Forse è una resistenza all’ingiustizia, al corso sbagliato e mortificante della storia o del vissuto privato. Immagino che io sia mosso dall’intento senz’altro ingenuo di riscattare le vittime col solo nominarle e raccontarle. Al contrario, provo fastidio per i “sereni”, coloro che non hanno avuto (o pretendono di non aver avuto) le vite sconvolte da piccole e grandi tragedie. Questo genere di serenità è, a mio parere, una forma di stupidità; a volte è la maschera di cecità emotive. Ed è insopportabile.

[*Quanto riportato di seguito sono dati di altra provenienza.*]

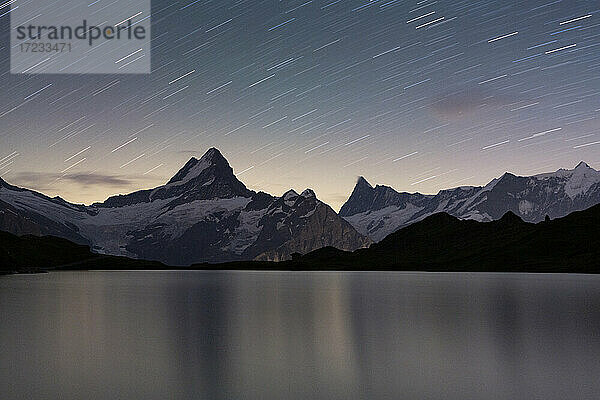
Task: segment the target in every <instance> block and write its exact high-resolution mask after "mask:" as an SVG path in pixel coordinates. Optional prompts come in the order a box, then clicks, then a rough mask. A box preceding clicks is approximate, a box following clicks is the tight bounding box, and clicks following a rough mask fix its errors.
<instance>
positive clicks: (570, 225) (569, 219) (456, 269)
mask: <svg viewBox="0 0 600 400" xmlns="http://www.w3.org/2000/svg"><path fill="white" fill-rule="evenodd" d="M599 226H600V205H596V206H594V207H591V208H589V209H587V210H584V211H577V212H573V213H571V214H570V215H568V216H566V217H563V218H559V219H555V220H549V219H547V220H545V221H543V222H540V223H535V224H534V223H528V222H524V221H523V220H522V219H521V218H520V217H519V216H517V215H515V214H514V213H513V212H511V211H509V212H507V213H506V214H505V215H504V216H503V217H502V218H500V219H499V220H496V221H491V222H477V221H473V220H460V219H458V218H456V217H453V216H451V215H449V214H447V213H438V214H434V215H431V216H429V217H427V218H425V219H424V220H422V221H420V222H416V223H414V224H412V225H410V226H407V227H405V228H402V229H400V230H398V231H397V232H395V233H392V234H391V235H389V236H387V237H386V238H385V239H383V240H382V241H380V242H379V243H376V244H373V245H372V246H371V247H370V248H368V249H361V250H357V251H355V252H353V253H348V252H343V251H339V250H337V249H332V248H327V249H320V250H316V251H314V252H312V253H309V254H307V255H305V256H304V257H302V258H301V259H300V260H299V261H298V263H299V264H302V265H305V266H306V267H307V268H308V267H310V268H314V269H320V268H323V267H324V266H328V267H330V268H331V267H334V268H337V269H365V270H373V269H377V270H425V271H526V272H582V273H597V272H599V271H600V235H598V227H599Z"/></svg>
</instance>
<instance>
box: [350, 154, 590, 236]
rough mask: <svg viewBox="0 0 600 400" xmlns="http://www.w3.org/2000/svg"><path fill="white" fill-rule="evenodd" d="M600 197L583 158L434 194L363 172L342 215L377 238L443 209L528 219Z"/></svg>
mask: <svg viewBox="0 0 600 400" xmlns="http://www.w3.org/2000/svg"><path fill="white" fill-rule="evenodd" d="M598 203H600V172H599V171H596V170H594V169H593V168H591V167H590V166H589V165H587V164H586V163H584V162H581V163H579V164H578V165H577V166H576V167H575V168H574V169H572V170H566V169H560V170H558V171H556V172H553V173H547V174H541V175H534V176H516V175H513V174H510V173H508V172H507V173H505V174H504V175H502V176H501V177H500V178H497V179H494V180H492V181H491V182H490V183H488V184H487V185H485V186H462V187H458V188H454V189H448V190H442V191H440V192H439V193H438V194H436V195H423V194H420V193H405V192H403V193H399V192H397V191H396V190H394V189H392V188H391V187H389V186H379V185H378V186H375V187H373V186H371V185H370V184H369V183H368V182H367V181H366V180H365V179H364V178H363V177H360V178H359V179H358V182H357V183H356V186H355V187H354V191H353V192H352V194H351V196H350V198H349V199H348V201H347V202H346V203H345V204H344V205H343V206H342V208H341V210H340V213H339V214H340V215H341V216H342V217H343V218H344V219H346V221H348V222H350V223H351V224H352V226H354V228H356V230H358V231H359V232H360V233H361V234H363V235H365V236H368V237H369V238H371V239H372V240H373V241H375V242H378V241H380V240H382V239H383V238H385V237H386V236H388V235H389V234H391V233H393V232H395V231H397V230H398V229H400V228H403V227H405V226H408V225H410V224H412V223H414V222H417V221H420V220H422V219H424V218H426V217H428V216H430V215H433V214H436V213H440V212H445V213H448V214H450V215H453V216H455V217H458V218H460V219H473V220H476V221H480V222H487V221H494V220H497V219H499V218H501V217H502V216H503V215H504V214H505V213H506V212H507V211H511V212H513V213H514V214H515V215H518V216H520V217H521V218H522V219H523V220H524V221H527V222H540V221H543V220H544V219H545V217H546V215H547V216H549V217H550V218H552V219H554V218H559V217H564V216H566V215H567V214H570V213H571V212H573V211H580V210H584V209H587V208H589V207H591V206H594V205H596V204H598Z"/></svg>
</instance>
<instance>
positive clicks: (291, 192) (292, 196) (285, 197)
mask: <svg viewBox="0 0 600 400" xmlns="http://www.w3.org/2000/svg"><path fill="white" fill-rule="evenodd" d="M282 197H283V199H284V200H291V199H295V198H296V197H298V193H297V192H296V191H295V190H294V189H290V190H288V191H287V192H285V193H284V194H283V196H282Z"/></svg>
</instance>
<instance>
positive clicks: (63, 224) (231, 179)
mask: <svg viewBox="0 0 600 400" xmlns="http://www.w3.org/2000/svg"><path fill="white" fill-rule="evenodd" d="M317 216H321V217H322V218H318V217H317ZM321 219H323V220H321ZM325 221H326V222H325ZM0 230H6V231H8V232H11V233H18V234H35V235H40V234H47V235H55V236H58V237H63V238H68V239H70V240H73V241H75V242H77V243H83V244H90V245H91V246H92V249H93V250H94V251H95V252H97V253H101V254H109V255H120V256H128V257H134V258H143V259H148V260H157V261H161V262H164V263H166V264H170V265H189V264H192V263H198V262H225V261H238V260H252V259H255V258H260V259H263V260H271V259H277V260H281V259H287V258H289V257H290V256H291V253H293V252H301V253H306V252H309V251H312V250H315V249H317V248H319V247H323V246H334V247H338V248H340V249H345V250H350V249H352V250H354V249H357V248H360V247H364V246H366V245H368V244H369V243H370V240H369V239H367V238H366V237H364V236H362V235H360V234H359V233H358V232H356V230H355V229H354V228H353V227H352V226H351V225H350V224H349V223H348V222H346V221H345V220H343V219H342V218H340V217H339V216H338V215H337V214H336V213H335V212H334V211H333V210H332V209H331V208H330V207H329V206H328V205H326V204H325V203H323V202H321V201H319V200H318V199H317V198H316V196H315V194H314V192H313V191H312V190H306V191H304V192H303V193H302V194H301V195H298V194H296V193H295V192H293V193H292V192H288V193H286V194H285V195H284V196H283V197H281V198H278V197H274V196H271V195H269V194H266V193H263V192H258V193H257V192H254V191H252V190H249V189H247V188H246V186H245V185H244V184H243V183H242V182H240V181H239V180H238V179H237V178H236V177H235V175H234V174H233V170H232V168H231V167H230V166H229V163H228V162H227V160H226V159H225V158H224V157H223V155H222V154H221V153H220V152H219V151H218V150H217V149H214V148H212V149H210V150H208V151H207V152H206V154H204V156H202V157H201V158H200V159H196V158H192V159H190V160H189V161H188V162H187V163H186V164H185V165H184V167H183V168H182V169H181V170H180V171H179V172H178V173H177V174H176V175H175V176H174V177H173V178H172V179H171V180H169V181H168V182H167V183H166V184H165V185H162V186H159V187H157V188H155V189H148V190H141V191H137V192H134V193H130V194H127V195H119V196H113V197H110V198H109V199H107V200H106V201H105V202H103V203H95V204H93V205H91V206H80V205H73V204H71V203H68V202H66V201H64V200H62V199H59V198H55V199H51V198H49V197H47V196H44V195H42V194H40V193H37V192H34V191H31V190H27V189H21V188H18V187H15V186H12V185H8V184H6V183H5V182H3V181H2V182H0ZM311 235H316V236H314V237H312V236H311ZM299 238H302V240H301V241H299Z"/></svg>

UNA CITAZIONE DA MIO PADRE LA RIVOLUZIONE
Perché nasca l’uomo nuovo deve morire il vecchio – scriveva Iosif Adolf Vissarionovič nel suo Mein Kampf –, popolo non spaventarti della violenza, la violenza è rivoluzionaria, qui costruiamo il futuro e deve morire l’ebreo, gli si metta un triangolo giallo sulla casacca – scriveva Iosif Adolf Vissarionovič nel suo Mein Kampf – deve morire il kulak, deve morire il nemico di classe, deve morire il nemico del popolo, deve morire l’asociale per motivi ideologici, deve morire l’asociale per motivi biologici, si metta loro un triangolo nero sulla casacca, deve morire l’omosessuale seduttore incallito depravato invertito, gli si metta un triangolo rosa sulla casacca – scriveva Iosif Adolf Vissarionovič nel suo Mein Kampf –: e qui ha il nome di fabbrica dell’uomo nuovo, qui è l’impero dove muoiono slavi, georgiani, ancora ebrei, balcari, salmucchi, ingusci, mescheti, i cechi, gli ucraini, i cosacchi, ancora ebrei, qui tra i rottami, fra la calce bianca e la dolomite, nella fusione del getto d’acciaio crescono nell’altoforno, e creano il monte Iosif Adolf VIssarionovič, i corpi di curdi e ceceni, i tartari di Crimea, i coreani di Vladivostok, i tedeschi del Volga, gli armeni, i lituani, i lettoni , gli estoni, i finlandesi, i polacchi e ancora gli ebrei e sempre gli ebrei, leggiamo in una rara terza edizione del Breve corso di storia.